Most of us enjoy a good cuppa. And for a cuppa to be good it needs to be hot. But should we cool our relationship with one of our favourite beverages, given that research has linked drinking hot tea to cancer?
Probably not, unless you drink your tea scaldingly hot — in which case you’re increasing your risk of one kind of cancer of the oesophagus.
The link between hot drinks and cancer has been bandied around for decades — the first article proposing it was published in 1939. But a clear association between drinking scalding hot tea and an increased risk of oesophageal cancer was firmly established in a study published in the British Medical Journal in 2009.

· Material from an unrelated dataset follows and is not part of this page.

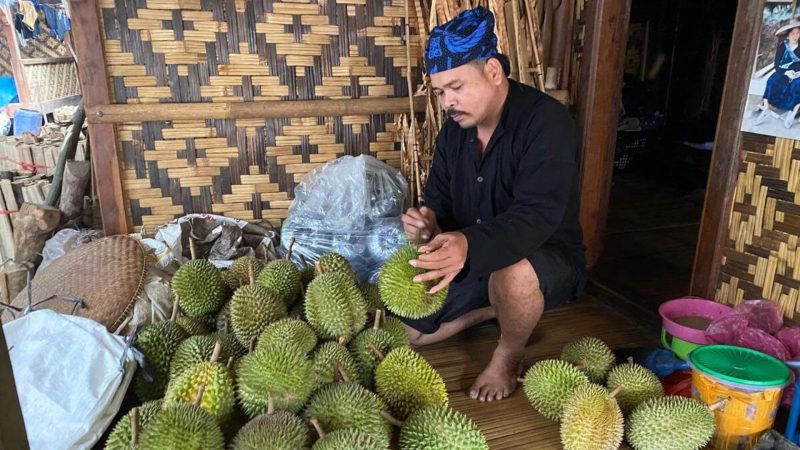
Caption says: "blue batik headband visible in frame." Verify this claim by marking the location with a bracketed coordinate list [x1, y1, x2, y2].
[425, 6, 497, 75]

And the hotter the tea, the higher the risk.
How hot is hot?
The study took place in northern Iran, a region where people drink a lot of tea, and they like it hot – as high as 80 degrees Celsius. The area also has one of the highest incidences of squamous cell oesophageal cancer in the world, with around 15 people per 100,000 suffering from the disease.
The researchers found that regularly drinking very hot tea (over 65 degrees Celsius) was associated with an eight times higher risk of oesophageal cancer, while drinking hot tea (60 to 65 degrees) was linked with double the risk.
These tea temperatures are exceptionally hot by our standards, “particularly where people add milk to their tea. That reduces the temperature considerably” says Professor David Whiteman, head of the Cancer Control Group at QIMR Berghoffer.
And while heat is the factor increasing the risk, nobody really knows exactly how it is having this effect. But the most plausible hypothesis comes down to chronic inflammation as a result of regular scalding hot drinks, says Professor Whiteman.